Nous avons également demandé des clarifications au sujet de l'avancement des travaux pour la crèche municipale. Le Maire nous a répondu qu'un groupe de travail serait composé à la rentrée. Il a jugé satisfaisant que seulement 65% des demandes de place en crèche soient satisfaites car ce taux est supérieur à d'autres villes. Nous avons jugé ce taux insatisfaisant pour les habitants au service desquels nous sommes. Il nous semble que ce projet devrait être travaillé en priorité.

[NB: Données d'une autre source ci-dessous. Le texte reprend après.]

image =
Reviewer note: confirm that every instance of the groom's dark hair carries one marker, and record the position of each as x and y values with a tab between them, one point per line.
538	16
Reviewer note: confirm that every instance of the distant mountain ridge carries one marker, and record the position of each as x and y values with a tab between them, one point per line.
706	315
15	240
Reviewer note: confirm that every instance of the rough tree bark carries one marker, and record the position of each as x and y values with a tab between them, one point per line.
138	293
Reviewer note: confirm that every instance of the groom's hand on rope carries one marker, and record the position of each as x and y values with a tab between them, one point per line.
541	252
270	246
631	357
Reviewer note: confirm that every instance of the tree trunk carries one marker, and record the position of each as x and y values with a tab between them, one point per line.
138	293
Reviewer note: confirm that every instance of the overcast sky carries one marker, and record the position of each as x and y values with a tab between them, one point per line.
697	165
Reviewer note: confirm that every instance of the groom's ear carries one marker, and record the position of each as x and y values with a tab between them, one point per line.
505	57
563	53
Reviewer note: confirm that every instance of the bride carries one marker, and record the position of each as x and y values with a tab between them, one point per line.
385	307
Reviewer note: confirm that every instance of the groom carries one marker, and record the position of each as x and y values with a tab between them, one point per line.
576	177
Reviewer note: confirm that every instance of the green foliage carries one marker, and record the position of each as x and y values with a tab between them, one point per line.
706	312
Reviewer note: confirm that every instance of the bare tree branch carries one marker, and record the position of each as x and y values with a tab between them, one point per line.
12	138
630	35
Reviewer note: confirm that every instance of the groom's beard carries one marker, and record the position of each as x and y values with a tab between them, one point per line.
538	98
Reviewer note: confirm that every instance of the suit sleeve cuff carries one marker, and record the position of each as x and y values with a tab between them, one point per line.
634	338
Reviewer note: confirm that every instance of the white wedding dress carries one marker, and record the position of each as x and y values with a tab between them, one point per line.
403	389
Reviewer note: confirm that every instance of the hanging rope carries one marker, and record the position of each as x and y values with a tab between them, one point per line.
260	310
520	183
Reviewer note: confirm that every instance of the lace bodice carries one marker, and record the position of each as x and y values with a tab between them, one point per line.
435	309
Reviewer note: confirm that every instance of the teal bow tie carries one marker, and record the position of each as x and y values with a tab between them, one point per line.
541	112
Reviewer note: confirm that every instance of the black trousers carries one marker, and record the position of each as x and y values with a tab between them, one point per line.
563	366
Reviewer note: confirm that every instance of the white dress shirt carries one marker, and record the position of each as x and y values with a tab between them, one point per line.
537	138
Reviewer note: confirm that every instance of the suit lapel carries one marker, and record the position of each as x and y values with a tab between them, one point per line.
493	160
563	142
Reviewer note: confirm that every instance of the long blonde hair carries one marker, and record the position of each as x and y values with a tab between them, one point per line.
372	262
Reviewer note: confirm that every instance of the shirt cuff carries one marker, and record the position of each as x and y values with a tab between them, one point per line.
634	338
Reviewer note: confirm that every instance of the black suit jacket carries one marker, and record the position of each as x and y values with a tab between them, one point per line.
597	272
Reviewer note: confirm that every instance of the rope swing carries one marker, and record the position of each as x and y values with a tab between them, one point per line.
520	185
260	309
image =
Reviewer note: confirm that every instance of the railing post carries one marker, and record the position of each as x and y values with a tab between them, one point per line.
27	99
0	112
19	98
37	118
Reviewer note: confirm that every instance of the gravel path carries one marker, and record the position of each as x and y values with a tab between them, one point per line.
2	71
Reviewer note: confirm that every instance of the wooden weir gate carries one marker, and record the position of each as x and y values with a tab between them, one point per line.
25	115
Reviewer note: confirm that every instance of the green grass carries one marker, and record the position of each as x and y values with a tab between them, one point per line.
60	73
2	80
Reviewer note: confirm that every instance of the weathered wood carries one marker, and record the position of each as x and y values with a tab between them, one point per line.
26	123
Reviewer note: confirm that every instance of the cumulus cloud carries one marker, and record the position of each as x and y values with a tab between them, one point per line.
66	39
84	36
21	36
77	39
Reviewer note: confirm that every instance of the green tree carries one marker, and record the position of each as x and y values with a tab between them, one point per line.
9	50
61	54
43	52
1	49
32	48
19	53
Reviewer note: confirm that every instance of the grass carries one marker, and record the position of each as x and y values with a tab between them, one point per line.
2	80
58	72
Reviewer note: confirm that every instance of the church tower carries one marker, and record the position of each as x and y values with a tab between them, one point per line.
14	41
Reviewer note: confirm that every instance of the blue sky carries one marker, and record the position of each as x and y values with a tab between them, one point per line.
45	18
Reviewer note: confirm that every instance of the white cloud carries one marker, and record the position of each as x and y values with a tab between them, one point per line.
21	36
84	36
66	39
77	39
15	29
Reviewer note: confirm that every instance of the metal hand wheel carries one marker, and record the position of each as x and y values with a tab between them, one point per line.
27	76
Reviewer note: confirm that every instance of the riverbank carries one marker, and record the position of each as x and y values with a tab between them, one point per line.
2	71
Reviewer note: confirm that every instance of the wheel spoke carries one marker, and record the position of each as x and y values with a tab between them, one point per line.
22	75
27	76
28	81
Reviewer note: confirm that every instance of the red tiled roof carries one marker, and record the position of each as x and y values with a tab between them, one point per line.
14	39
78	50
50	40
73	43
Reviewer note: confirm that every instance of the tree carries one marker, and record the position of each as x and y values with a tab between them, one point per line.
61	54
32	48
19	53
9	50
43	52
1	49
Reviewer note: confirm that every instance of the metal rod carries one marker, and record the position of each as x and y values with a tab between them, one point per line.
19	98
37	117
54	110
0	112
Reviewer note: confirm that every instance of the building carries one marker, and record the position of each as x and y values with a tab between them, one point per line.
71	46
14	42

Le Maire a confirmé que la crise de l'immobilier avait un impact sur la date de livraison du Gallien - l'immeuble en construction actuellement route de Genève-.

Comme lors de tous les précédents Conseils Municipaux, le Maire a interrompu et coupé la parole de nombreuses fois à ses adjoints - répondant à leur place. La méthode de travail de la municipalité n'est pas qu'une affaire interne mais aussi une question de gouvernance de la commune. La commune sera mieux gérée lorsque le Maire fera confiance à ses adjoints pour gérer les délégations qu'il leur a confiées. Il ne s'agit pas seulement de la répartition du temps de parole lors du Conseil mais aussi de partage des responsabilités dans les décisions courantes. Les adjoints seront plus responsabilisés et plus impliqués.  Le Maire traite ses adjoints non pas comme des élus légitimes qu'ils sont mais comme de simples "collaborateurs". Cette habitude du Maire exaspère visiblement une très grande partie du Conseil Municipal bien au delà de la seule minorité.